Ben and Baumbach, awkward and adult
Ben Stiller grew his hair out again, Chaz Tenenbaum-style, and that is something to be excited about. As the son of titular patriarch Royal Tenenbaum in Wes Anderson’s 2001 magnum opus, Stiller — for, perhaps, the first time — showed he was not only a funny character actor and competent director, he also had some serious acting chops.
Up until “The Royal Tenenbaums,” Stiller only came in two flavors: the down-on-his-luck everyman of comedies like “There’s Something About Mary” and the outsized caricatures of comedies like “Zoolander.” But in “Tenenbaums,” he was nuanced and guardedly vulnerable. Though the film was very much an ensemble piece, Stiller was arguably the heart.
Then, like other comedians who tried and succeeded in real acting (think Adam Sandler in “Punch Drunk Love” or Jim Carrey in “Eternal Sunshine of the Spotless Mind”), Stiller cut his hair and regressed back into his comfort-zone of constantly bemused straight men. His next starring roles, in fact, were in “Duplex” and “Along Came Polly” respectively.
Which is fine. A brother’s got to stay paid. But it’s a pleasant surprise to see him working with Anderson’s friend and frequent collaborator Noah Baumbach in his new film, “Greenberg.” And just as he fully transformed into an Anderson character before, Stiller truly seems like a Baumbach character here.

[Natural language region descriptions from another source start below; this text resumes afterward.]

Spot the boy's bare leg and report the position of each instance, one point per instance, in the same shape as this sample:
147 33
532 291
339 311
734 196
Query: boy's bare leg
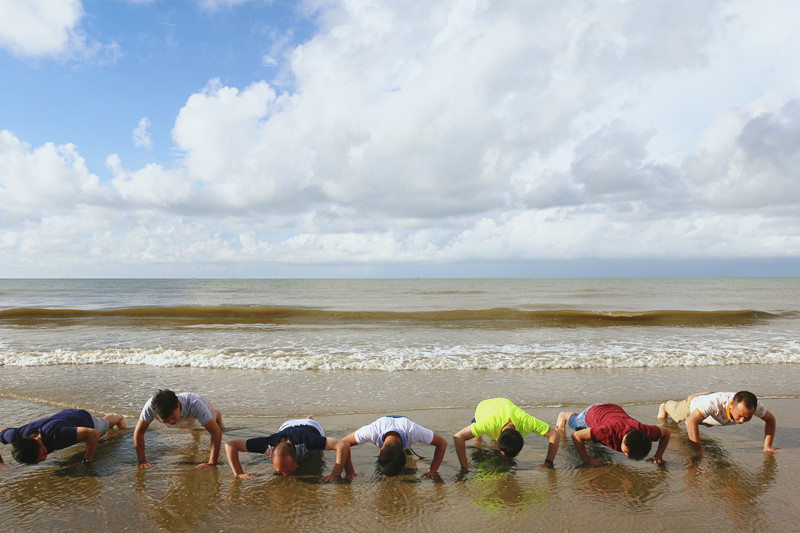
561 422
116 420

As Roger Greenberg, Stiller displays a lot of characteristics of the Baumbach model. His life isn’t going as he had planned, he’s afraid of the future and constantly groping for a past that may have never been. He’s also clinically depressed, obsessive compulsive and equal parts terrifyingly and comically short tempered.
Yet he finds sympathy in his brother’s personal assistant, Florence, played with all the usual charm and casual grace of Greta Gerwig (“Hannah Takes the Stairs,” “Nights and Weekends”), with whom he shares a rocky and unlikely relationship. This personality clash to love connection may seem familiar, but Baumbach steers clear of traditional romantic-comedy territory. He never makes it easy for the characters to succeed, nor does he give much reason for the viewer to root for them.
Their meeting isn’t cute and silly; it’s awkward and vulgar. Their fights don’t lead to heartfelt apologies in the rain; they’re just left unresolved. And Stiller is never reformed; he remains just as difficult and unstable in the end of the film as in the beginning.
But there is a history established between Stiller and Gerwig, even if the future isn’t as certain. Like most of Baumbach’s films, “Greenberg” ends with a question mark rather than a period. “I don’t believe things happen for a reason,” Stiller says in one scene. “But what if this is happening for a reason?” Of all the themes Baumbach returns to, perhaps the most frequent is the concept that life never makes it obvious what’s supposed to come next.